Separate logistic regressions are fit for each of the 14 analyses and each of the 5 multiply imputed datasets.

analysis$ps_model <- map2(analysis$ps_formula, analysis$impute_xdata, function (x, y) {
  fit_ps_mi(formula = x, data = y)
})

The logistic regression models are used to predict estimate the propensity scores.

analysis$ps <- map(analysis$ps_model, predict_ps)

Propensity score weighting

The propensity score models are used to predict propensity scores and generate weights for each patient. Both IPTW and 1:1 nearest neighbor matching are used to generate the weights. In cases where the number of external control patients was less than the number of trial patients, matching is performed with replacement; otherwise, matching is performed without replacement.

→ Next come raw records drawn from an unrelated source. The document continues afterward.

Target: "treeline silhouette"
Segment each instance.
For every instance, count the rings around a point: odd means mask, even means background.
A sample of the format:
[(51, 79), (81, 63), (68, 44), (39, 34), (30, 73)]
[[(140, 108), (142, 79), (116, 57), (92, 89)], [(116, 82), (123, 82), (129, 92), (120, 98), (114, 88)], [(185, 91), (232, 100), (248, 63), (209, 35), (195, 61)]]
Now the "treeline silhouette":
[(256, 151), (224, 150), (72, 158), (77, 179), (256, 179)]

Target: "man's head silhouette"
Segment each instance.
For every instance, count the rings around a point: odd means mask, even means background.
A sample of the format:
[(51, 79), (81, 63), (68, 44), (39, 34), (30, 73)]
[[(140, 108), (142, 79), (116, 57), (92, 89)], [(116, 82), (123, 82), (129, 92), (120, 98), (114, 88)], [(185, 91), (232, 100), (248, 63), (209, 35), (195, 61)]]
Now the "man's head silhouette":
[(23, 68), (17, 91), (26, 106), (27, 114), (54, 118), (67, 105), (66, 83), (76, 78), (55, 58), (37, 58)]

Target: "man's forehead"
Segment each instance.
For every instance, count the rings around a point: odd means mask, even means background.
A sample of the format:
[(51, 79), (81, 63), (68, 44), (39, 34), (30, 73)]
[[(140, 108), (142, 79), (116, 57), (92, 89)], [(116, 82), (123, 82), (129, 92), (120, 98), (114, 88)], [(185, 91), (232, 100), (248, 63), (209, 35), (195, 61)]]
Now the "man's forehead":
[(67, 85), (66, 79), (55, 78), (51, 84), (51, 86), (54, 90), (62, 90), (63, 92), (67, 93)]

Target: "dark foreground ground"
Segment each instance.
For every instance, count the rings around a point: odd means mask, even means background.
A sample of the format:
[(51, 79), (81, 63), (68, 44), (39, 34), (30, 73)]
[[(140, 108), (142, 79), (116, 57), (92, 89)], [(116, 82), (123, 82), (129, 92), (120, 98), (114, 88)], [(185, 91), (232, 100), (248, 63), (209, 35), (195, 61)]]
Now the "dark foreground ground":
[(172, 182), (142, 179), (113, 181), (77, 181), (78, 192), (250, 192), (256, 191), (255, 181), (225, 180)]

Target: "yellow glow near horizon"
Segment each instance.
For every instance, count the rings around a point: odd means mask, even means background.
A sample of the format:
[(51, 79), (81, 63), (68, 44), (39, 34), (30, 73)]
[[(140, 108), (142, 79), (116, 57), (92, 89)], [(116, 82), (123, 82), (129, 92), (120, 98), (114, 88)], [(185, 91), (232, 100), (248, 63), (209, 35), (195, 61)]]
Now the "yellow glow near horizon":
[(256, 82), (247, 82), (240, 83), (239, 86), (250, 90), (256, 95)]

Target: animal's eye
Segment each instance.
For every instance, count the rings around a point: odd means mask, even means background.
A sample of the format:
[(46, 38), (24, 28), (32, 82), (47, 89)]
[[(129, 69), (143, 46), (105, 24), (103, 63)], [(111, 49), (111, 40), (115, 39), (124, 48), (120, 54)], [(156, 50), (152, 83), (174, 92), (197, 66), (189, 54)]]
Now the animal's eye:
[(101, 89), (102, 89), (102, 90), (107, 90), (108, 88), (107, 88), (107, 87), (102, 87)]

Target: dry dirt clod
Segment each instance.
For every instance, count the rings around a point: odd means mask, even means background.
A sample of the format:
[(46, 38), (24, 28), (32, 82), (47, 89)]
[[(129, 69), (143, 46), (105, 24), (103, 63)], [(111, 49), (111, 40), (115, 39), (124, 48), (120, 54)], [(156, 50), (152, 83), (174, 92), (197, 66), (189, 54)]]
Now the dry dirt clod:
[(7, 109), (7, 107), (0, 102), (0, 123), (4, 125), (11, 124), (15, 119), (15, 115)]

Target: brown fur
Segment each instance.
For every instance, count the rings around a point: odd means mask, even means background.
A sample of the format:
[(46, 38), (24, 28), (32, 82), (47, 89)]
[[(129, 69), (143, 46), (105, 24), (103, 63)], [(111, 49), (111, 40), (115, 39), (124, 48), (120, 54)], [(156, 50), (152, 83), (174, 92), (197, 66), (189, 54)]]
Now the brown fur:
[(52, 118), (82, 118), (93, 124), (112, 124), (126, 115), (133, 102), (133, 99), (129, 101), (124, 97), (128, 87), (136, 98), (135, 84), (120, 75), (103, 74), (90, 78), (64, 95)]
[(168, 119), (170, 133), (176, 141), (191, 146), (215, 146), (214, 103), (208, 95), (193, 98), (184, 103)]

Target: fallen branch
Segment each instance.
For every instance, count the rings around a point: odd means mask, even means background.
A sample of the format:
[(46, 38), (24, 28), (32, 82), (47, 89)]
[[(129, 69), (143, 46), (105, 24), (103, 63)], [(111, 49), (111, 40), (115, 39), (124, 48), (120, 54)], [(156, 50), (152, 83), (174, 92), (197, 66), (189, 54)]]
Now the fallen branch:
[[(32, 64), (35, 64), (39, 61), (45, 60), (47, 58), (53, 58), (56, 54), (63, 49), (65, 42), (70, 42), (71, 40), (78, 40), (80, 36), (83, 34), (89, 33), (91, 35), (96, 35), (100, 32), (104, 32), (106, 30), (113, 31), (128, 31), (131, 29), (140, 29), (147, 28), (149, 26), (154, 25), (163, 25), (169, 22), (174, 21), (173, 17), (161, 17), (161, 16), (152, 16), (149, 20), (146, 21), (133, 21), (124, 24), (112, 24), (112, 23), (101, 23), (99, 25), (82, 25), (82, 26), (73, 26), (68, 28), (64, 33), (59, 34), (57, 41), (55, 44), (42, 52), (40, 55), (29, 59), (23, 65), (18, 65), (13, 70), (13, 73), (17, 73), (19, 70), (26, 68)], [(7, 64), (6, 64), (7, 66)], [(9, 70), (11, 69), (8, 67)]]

Matching was conducted with and without a caliper (of 0.25 standard deviations of the linear propensity score) and IPTW was conducted with and without trimming (i.e., excluding external control patients with values of the propensity less than the 1st percentile or above the 99th percentile).

ps_methods <- c(
  "iptw_att", "iptw_att_trim",
  "match_nearest", "match_nearest_caliper",
  "match_genetic", "match_genetic_caliper"
)
analysis$psweight <- psweight(analysis$ps, methods = ps_methods,
                              progress = TRUE,
                              print.level = 0, outfile = "psweight_out",
                              pop.size = 1000)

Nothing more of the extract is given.